As a regular economy flyer in an aisle seat, I've noticed the disturbing trend of people putting a bare foot over the armrest of the aisle seat in front.
I'd be completely grossed out having that next to my elbow as I'm grossed out enough having it in my eye line.
Everyone realises that your hands are probably "dirtier" than your feet, socks or shoes in terms of microbes, right? Not mention the sheer number of potential pathogens in your mouth and throat?

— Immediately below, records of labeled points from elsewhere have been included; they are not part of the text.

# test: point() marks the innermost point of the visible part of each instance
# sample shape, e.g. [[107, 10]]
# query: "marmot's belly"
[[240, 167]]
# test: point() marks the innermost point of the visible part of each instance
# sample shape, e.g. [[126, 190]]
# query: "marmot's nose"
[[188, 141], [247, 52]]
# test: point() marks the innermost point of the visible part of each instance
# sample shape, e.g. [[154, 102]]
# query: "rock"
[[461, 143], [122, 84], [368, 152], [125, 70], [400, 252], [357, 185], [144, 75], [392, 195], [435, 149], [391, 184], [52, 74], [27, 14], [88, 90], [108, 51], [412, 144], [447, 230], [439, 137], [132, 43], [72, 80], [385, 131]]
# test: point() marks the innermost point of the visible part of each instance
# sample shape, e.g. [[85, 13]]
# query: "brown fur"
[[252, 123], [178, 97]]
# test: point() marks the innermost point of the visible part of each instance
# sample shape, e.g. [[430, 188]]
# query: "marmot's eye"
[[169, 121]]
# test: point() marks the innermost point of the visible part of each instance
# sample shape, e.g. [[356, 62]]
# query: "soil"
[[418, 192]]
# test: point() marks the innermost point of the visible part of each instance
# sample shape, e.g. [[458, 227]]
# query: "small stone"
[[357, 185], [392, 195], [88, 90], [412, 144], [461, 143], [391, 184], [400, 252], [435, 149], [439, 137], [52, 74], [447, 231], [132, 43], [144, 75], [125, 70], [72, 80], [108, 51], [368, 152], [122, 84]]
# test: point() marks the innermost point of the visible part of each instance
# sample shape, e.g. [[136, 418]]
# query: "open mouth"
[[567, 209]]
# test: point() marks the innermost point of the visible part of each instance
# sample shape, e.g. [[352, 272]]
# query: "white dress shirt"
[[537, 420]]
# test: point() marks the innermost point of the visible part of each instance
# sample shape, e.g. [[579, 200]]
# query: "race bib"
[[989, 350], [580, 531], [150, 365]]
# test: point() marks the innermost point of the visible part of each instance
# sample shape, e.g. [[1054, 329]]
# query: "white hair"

This is crazy! I can't believe how fearful some people are of "germs" and what they might do to you. It explains why so many of my patients try to pinpoint when they got their cold, and from whom.
You get colds, you get gastros. You are more likely to get them from the faeco-oral and airborne vectors than from anything on someone's socks, especially when you involve a secondary surface such as the bulkhead.
I've been in row 1 a few times before and often used the bulkhead and by be-socked feet to prop myself up. This probably isn't an issue for the shorter people but I didn't realise it was such a point of contention!
You are more likely to get them from the faeco-oral and airborne vectors than from anything on someone's socks, especially when you involve a secondary surface such as the bulkhead.
As malodorous as her socks may have been, we're concerned by the women putting her shoes on the magazine holder (read the OP), likely initiating that very faeco-oral (shoe-hand-mouth) vector.
Regarding secondary surfaces, from people who know about microbiology (too?):
Bacteria Can Linger on Airplane Surfaces for Days
"MRSA lasted longest (168 hours) on material from the seat-back pocket while E. coli O157:H7 survived longest (96 hours) on the material from the armrest."